How to deal with continuing absenteeism

It is not unusual to find that 10 per cent of employees account for 50 per cent or more of total absenteeism. Employees who continually let the team down by not turning up for work can cause real problems for management. Morale, productivity, and profits are affected; and absenteeism can also irritate managers called on to find temporary replacements for employees who fail to show. Here’s how you can deal with the problem...

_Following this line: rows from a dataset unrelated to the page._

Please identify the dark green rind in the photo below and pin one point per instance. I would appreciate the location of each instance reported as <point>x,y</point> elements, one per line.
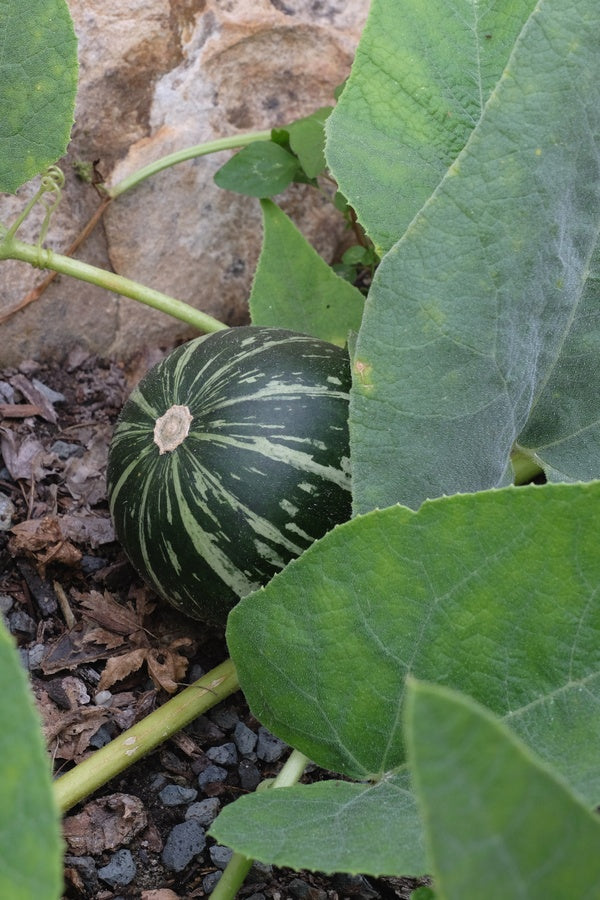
<point>263,472</point>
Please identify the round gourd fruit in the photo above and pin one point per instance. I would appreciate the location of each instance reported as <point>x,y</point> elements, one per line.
<point>228,460</point>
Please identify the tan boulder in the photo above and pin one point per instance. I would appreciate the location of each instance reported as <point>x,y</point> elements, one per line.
<point>157,76</point>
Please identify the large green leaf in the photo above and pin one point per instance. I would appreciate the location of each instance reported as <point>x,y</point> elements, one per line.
<point>422,73</point>
<point>331,826</point>
<point>493,594</point>
<point>294,288</point>
<point>484,313</point>
<point>499,823</point>
<point>38,82</point>
<point>30,844</point>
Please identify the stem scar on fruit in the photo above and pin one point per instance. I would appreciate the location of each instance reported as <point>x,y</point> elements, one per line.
<point>172,429</point>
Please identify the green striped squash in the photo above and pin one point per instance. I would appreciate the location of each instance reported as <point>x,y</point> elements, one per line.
<point>228,460</point>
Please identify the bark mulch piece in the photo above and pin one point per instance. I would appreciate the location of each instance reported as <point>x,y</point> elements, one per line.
<point>102,652</point>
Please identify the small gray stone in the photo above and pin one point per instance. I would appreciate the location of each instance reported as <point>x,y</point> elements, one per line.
<point>245,739</point>
<point>209,882</point>
<point>120,870</point>
<point>158,782</point>
<point>36,655</point>
<point>7,512</point>
<point>86,867</point>
<point>177,795</point>
<point>269,748</point>
<point>204,811</point>
<point>220,856</point>
<point>21,622</point>
<point>185,841</point>
<point>249,775</point>
<point>226,719</point>
<point>211,774</point>
<point>224,755</point>
<point>103,698</point>
<point>101,738</point>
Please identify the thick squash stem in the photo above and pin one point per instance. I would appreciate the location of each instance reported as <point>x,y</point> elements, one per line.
<point>165,162</point>
<point>11,248</point>
<point>144,736</point>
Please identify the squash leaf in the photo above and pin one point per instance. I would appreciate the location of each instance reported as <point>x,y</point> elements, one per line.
<point>38,83</point>
<point>453,593</point>
<point>420,79</point>
<point>499,822</point>
<point>482,327</point>
<point>31,846</point>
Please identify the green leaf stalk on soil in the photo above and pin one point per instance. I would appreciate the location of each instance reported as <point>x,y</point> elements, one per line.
<point>471,609</point>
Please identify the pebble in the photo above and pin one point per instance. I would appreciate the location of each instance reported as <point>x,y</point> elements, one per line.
<point>120,870</point>
<point>209,882</point>
<point>35,656</point>
<point>20,622</point>
<point>211,774</point>
<point>220,856</point>
<point>301,890</point>
<point>103,698</point>
<point>185,841</point>
<point>204,811</point>
<point>249,775</point>
<point>245,739</point>
<point>101,738</point>
<point>224,755</point>
<point>7,512</point>
<point>268,747</point>
<point>226,719</point>
<point>177,795</point>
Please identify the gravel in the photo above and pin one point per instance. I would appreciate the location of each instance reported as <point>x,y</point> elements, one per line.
<point>120,870</point>
<point>210,775</point>
<point>185,840</point>
<point>268,747</point>
<point>176,795</point>
<point>245,739</point>
<point>224,755</point>
<point>204,811</point>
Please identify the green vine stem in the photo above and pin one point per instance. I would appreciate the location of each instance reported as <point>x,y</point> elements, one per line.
<point>11,248</point>
<point>228,143</point>
<point>146,735</point>
<point>238,866</point>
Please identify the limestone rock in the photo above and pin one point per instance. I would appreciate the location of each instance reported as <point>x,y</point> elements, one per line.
<point>157,76</point>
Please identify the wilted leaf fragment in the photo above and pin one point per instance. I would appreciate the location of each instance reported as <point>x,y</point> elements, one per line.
<point>38,83</point>
<point>499,823</point>
<point>30,849</point>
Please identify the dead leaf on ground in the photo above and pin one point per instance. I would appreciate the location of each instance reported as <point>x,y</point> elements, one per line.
<point>68,732</point>
<point>22,457</point>
<point>105,824</point>
<point>166,667</point>
<point>44,540</point>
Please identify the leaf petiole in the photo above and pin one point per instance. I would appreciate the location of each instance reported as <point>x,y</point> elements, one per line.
<point>172,159</point>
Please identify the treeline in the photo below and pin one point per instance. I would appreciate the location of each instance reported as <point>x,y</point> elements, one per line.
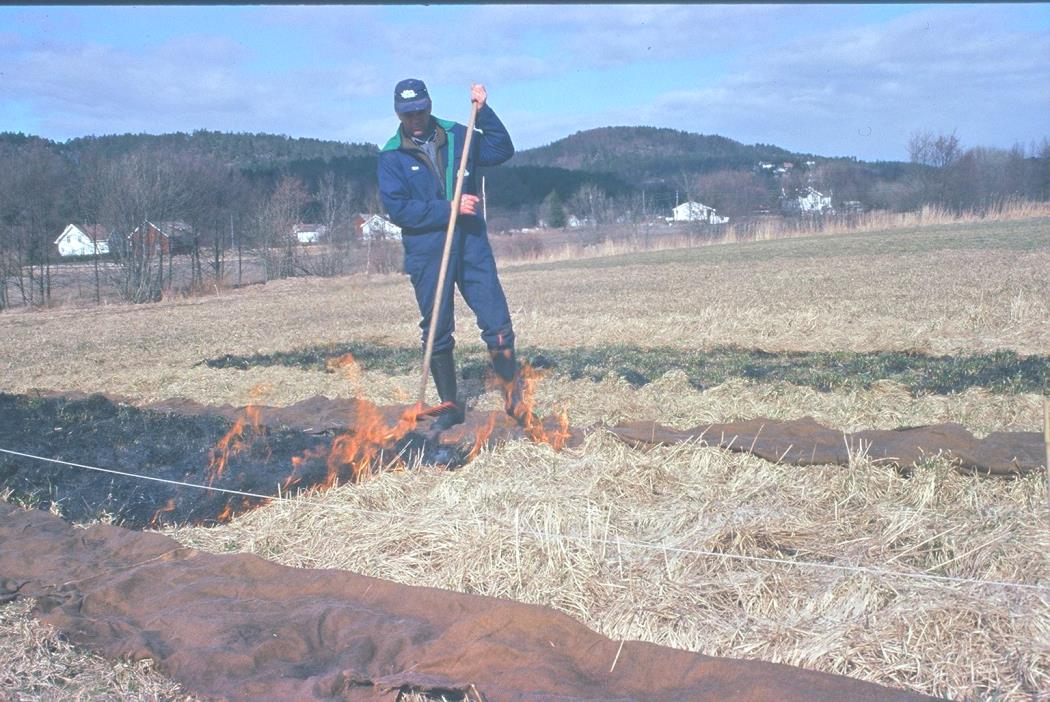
<point>242,194</point>
<point>234,195</point>
<point>655,169</point>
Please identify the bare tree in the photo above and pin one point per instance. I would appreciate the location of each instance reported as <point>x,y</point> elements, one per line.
<point>35,181</point>
<point>134,192</point>
<point>275,241</point>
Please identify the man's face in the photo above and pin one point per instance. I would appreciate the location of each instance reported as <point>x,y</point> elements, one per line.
<point>416,122</point>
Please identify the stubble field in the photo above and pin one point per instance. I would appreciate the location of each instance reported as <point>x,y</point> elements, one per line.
<point>878,330</point>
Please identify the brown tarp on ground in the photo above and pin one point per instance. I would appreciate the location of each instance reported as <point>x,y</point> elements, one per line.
<point>239,628</point>
<point>805,443</point>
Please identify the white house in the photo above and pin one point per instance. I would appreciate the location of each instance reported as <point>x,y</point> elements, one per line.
<point>85,240</point>
<point>375,227</point>
<point>696,212</point>
<point>309,233</point>
<point>806,200</point>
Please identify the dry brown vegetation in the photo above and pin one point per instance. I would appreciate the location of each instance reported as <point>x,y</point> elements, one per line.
<point>562,529</point>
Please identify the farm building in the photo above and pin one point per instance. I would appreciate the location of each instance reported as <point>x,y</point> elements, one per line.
<point>83,240</point>
<point>162,236</point>
<point>375,227</point>
<point>805,200</point>
<point>696,212</point>
<point>309,233</point>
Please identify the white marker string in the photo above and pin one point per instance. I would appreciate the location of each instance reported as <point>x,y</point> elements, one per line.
<point>869,570</point>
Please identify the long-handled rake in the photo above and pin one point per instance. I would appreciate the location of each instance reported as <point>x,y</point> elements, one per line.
<point>445,255</point>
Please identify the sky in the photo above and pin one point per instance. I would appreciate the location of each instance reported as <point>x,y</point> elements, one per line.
<point>835,80</point>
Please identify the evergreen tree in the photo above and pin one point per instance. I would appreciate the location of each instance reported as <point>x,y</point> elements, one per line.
<point>557,210</point>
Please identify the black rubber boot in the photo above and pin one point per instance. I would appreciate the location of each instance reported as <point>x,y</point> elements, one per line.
<point>453,411</point>
<point>505,366</point>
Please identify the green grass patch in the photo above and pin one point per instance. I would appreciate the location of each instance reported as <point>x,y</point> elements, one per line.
<point>1000,371</point>
<point>1016,236</point>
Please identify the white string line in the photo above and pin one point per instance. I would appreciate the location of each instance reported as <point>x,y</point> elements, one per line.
<point>587,539</point>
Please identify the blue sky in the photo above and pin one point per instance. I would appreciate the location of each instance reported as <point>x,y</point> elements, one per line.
<point>851,80</point>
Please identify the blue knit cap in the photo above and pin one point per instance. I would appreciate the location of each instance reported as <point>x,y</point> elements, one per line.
<point>410,96</point>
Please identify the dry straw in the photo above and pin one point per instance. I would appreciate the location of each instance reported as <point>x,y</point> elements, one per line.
<point>963,289</point>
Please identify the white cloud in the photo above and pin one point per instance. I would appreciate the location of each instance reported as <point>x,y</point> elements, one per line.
<point>862,91</point>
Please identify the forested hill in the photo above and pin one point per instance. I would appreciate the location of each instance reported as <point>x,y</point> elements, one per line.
<point>631,152</point>
<point>237,150</point>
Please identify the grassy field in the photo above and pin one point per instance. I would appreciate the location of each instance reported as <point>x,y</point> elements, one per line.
<point>947,322</point>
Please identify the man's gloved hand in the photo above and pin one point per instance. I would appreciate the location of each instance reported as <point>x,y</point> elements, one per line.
<point>468,204</point>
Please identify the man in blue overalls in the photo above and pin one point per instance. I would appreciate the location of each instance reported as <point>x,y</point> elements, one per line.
<point>417,181</point>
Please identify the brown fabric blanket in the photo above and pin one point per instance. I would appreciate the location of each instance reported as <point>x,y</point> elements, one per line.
<point>238,628</point>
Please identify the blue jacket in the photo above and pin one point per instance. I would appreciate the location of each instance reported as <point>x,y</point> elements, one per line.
<point>414,199</point>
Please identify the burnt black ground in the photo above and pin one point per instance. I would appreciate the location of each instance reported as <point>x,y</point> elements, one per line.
<point>98,431</point>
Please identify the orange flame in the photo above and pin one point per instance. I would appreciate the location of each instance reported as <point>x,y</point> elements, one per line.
<point>482,438</point>
<point>170,506</point>
<point>234,441</point>
<point>227,513</point>
<point>365,445</point>
<point>528,379</point>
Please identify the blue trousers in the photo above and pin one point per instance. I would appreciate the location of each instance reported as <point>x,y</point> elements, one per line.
<point>471,269</point>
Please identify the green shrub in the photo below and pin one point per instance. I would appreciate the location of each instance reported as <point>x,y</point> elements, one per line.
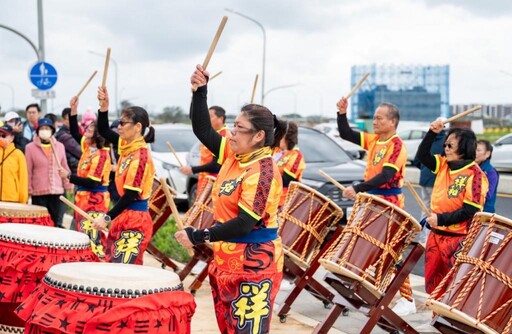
<point>165,242</point>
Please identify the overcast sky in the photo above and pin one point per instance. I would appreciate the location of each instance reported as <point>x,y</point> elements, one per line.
<point>157,43</point>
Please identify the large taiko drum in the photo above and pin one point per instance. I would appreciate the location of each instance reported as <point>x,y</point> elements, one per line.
<point>304,222</point>
<point>200,215</point>
<point>376,236</point>
<point>158,207</point>
<point>24,214</point>
<point>478,289</point>
<point>108,298</point>
<point>26,254</point>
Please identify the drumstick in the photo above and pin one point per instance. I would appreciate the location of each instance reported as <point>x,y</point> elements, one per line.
<point>333,181</point>
<point>462,114</point>
<point>174,152</point>
<point>174,209</point>
<point>417,197</point>
<point>356,87</point>
<point>80,211</point>
<point>55,155</point>
<point>212,46</point>
<point>215,75</point>
<point>86,84</point>
<point>254,88</point>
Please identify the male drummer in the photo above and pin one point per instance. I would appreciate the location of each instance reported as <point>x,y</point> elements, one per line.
<point>385,168</point>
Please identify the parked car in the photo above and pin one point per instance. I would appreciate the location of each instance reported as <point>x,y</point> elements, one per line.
<point>412,139</point>
<point>502,153</point>
<point>321,152</point>
<point>182,138</point>
<point>331,129</point>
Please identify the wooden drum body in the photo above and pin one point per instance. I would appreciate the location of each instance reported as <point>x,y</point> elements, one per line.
<point>24,214</point>
<point>305,221</point>
<point>376,236</point>
<point>108,297</point>
<point>480,293</point>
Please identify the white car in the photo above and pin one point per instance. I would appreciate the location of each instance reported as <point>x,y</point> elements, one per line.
<point>502,153</point>
<point>412,139</point>
<point>182,138</point>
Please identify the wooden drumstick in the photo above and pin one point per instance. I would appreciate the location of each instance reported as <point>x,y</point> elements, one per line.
<point>254,88</point>
<point>80,211</point>
<point>86,84</point>
<point>333,181</point>
<point>174,152</point>
<point>55,155</point>
<point>174,209</point>
<point>215,75</point>
<point>462,114</point>
<point>417,197</point>
<point>212,46</point>
<point>356,87</point>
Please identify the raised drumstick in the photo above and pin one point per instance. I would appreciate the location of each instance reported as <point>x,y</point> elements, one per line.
<point>80,211</point>
<point>254,88</point>
<point>462,114</point>
<point>86,84</point>
<point>356,87</point>
<point>174,152</point>
<point>212,46</point>
<point>333,181</point>
<point>417,197</point>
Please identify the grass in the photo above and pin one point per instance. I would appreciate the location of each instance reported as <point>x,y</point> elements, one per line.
<point>165,242</point>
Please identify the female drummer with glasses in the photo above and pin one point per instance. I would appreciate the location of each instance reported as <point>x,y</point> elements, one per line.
<point>247,268</point>
<point>459,192</point>
<point>131,228</point>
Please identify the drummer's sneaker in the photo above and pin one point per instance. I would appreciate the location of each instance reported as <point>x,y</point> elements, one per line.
<point>404,307</point>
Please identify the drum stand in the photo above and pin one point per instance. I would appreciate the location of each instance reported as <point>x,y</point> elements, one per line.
<point>201,252</point>
<point>450,326</point>
<point>376,308</point>
<point>306,281</point>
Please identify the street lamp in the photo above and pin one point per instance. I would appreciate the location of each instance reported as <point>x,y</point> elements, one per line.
<point>12,93</point>
<point>264,49</point>
<point>115,76</point>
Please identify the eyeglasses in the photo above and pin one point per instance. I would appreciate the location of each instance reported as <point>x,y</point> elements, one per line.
<point>122,123</point>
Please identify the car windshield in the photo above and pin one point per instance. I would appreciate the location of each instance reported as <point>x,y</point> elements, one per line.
<point>317,147</point>
<point>181,140</point>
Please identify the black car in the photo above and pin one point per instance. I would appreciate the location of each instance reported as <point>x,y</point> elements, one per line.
<point>321,152</point>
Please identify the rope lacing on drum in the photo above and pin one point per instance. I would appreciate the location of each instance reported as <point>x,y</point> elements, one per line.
<point>479,271</point>
<point>313,225</point>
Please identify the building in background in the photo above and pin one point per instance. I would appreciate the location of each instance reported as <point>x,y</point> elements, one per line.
<point>421,93</point>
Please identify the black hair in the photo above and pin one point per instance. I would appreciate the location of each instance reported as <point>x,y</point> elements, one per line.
<point>466,142</point>
<point>292,135</point>
<point>488,146</point>
<point>33,105</point>
<point>219,112</point>
<point>140,115</point>
<point>261,118</point>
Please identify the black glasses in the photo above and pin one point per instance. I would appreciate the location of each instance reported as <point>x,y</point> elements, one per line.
<point>122,123</point>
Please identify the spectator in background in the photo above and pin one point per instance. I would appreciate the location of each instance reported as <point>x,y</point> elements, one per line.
<point>44,182</point>
<point>73,150</point>
<point>14,120</point>
<point>427,178</point>
<point>483,158</point>
<point>32,112</point>
<point>13,169</point>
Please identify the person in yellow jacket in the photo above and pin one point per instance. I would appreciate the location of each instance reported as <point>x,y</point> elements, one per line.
<point>13,169</point>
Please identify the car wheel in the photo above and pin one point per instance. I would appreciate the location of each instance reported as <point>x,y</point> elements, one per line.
<point>192,195</point>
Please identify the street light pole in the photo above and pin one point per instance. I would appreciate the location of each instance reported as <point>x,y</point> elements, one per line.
<point>264,49</point>
<point>115,77</point>
<point>12,93</point>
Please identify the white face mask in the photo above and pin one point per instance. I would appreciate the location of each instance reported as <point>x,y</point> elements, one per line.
<point>45,134</point>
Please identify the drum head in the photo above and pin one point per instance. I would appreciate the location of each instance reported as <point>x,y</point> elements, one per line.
<point>43,236</point>
<point>98,278</point>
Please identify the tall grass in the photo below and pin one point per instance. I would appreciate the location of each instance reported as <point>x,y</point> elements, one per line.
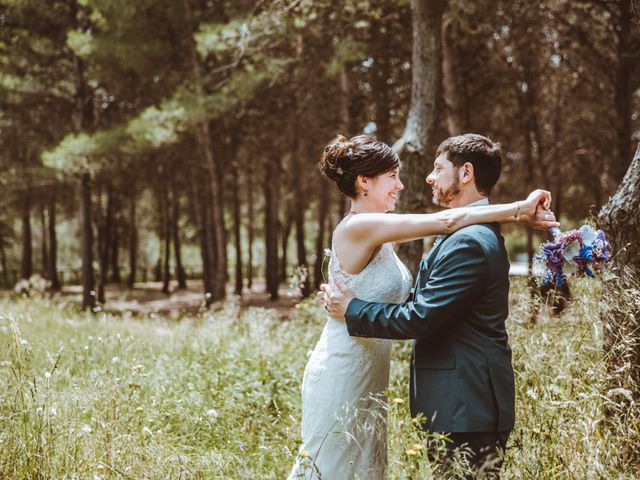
<point>217,395</point>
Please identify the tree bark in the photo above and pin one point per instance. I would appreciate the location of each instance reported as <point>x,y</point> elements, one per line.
<point>80,110</point>
<point>175,229</point>
<point>623,87</point>
<point>88,281</point>
<point>43,244</point>
<point>104,241</point>
<point>3,263</point>
<point>250,227</point>
<point>237,221</point>
<point>620,313</point>
<point>199,204</point>
<point>271,227</point>
<point>285,232</point>
<point>323,209</point>
<point>298,209</point>
<point>26,264</point>
<point>418,143</point>
<point>166,233</point>
<point>53,245</point>
<point>203,136</point>
<point>133,241</point>
<point>454,99</point>
<point>114,247</point>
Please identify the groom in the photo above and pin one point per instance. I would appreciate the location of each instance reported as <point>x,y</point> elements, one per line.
<point>461,375</point>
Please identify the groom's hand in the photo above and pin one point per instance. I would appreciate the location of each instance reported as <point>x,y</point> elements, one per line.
<point>542,219</point>
<point>336,299</point>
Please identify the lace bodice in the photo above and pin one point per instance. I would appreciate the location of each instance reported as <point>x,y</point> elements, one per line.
<point>344,384</point>
<point>384,279</point>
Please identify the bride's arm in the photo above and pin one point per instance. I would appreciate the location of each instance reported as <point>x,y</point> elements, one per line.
<point>378,228</point>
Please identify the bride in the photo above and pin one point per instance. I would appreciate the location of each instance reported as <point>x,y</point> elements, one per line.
<point>344,425</point>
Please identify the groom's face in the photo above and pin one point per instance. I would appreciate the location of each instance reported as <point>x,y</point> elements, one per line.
<point>444,181</point>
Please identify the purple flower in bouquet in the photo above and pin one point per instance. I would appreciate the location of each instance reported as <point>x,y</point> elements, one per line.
<point>554,254</point>
<point>579,251</point>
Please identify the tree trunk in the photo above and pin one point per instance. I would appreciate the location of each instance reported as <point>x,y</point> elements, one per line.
<point>623,88</point>
<point>26,265</point>
<point>381,91</point>
<point>323,208</point>
<point>3,263</point>
<point>203,136</point>
<point>454,99</point>
<point>620,314</point>
<point>53,245</point>
<point>133,241</point>
<point>43,244</point>
<point>237,221</point>
<point>271,227</point>
<point>104,240</point>
<point>418,143</point>
<point>200,212</point>
<point>114,247</point>
<point>299,206</point>
<point>285,232</point>
<point>250,227</point>
<point>166,232</point>
<point>175,229</point>
<point>81,111</point>
<point>88,282</point>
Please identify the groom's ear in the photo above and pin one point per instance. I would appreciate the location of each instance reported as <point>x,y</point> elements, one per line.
<point>467,173</point>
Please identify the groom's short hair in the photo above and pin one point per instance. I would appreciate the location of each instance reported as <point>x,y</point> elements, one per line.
<point>482,152</point>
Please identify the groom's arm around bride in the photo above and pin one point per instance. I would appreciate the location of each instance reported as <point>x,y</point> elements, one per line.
<point>461,375</point>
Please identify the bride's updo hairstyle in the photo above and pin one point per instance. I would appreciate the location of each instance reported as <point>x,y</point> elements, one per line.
<point>344,159</point>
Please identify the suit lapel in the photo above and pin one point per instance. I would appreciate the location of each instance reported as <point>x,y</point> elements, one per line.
<point>426,263</point>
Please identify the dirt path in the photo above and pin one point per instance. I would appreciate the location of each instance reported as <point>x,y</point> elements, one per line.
<point>147,298</point>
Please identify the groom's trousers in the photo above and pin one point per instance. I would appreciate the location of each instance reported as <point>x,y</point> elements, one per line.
<point>483,450</point>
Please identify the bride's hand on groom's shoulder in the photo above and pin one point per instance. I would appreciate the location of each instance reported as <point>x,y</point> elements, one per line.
<point>536,211</point>
<point>335,298</point>
<point>542,219</point>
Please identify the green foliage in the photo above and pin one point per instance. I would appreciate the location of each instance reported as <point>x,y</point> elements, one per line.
<point>218,395</point>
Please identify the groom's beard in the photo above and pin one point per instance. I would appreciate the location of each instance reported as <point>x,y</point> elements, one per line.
<point>444,196</point>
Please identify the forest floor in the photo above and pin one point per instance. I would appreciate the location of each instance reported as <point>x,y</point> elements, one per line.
<point>147,298</point>
<point>216,395</point>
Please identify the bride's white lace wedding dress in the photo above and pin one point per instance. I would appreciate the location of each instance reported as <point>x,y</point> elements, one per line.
<point>344,414</point>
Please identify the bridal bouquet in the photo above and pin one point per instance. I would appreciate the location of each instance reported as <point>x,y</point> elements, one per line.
<point>579,252</point>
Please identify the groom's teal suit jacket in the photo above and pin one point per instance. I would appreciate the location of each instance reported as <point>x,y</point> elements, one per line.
<point>461,374</point>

1. Focus on interdependence.

Research shows that the greater the reliance employees have on each other, the lower their absenteeism. Employees are less inclined to take time off if they know that workmates will be affected because of their actions. To foster interdependence, you might consider the following strategies:

  • Use work teams to get employees involved.
  • Involve employees in decisions on issues that affect them.
  • Engage employees in project-based activities that require participation among colleagues.
  • Encourage employees to tell you in advance when they will be absent.
  • Build trust.

2. Be alert for the warning signs.

Most employees will have legitimate reasons for their absence. Others will absent themselves because they feel their jobs lack challenge, or are just plain boring. By keeping in regular contact with employees, you are able to nip problems in the bud and take corrective actions.

3. Look for patterns.

Errant employees are usually easily identified because their absenteeism often follows a pattern. It may be that their absenteeism coincides with major events or is tacked on to weekends. The employee often telephones in with an excuse, but you find it increasingly difficult to believe the excuse that is offered.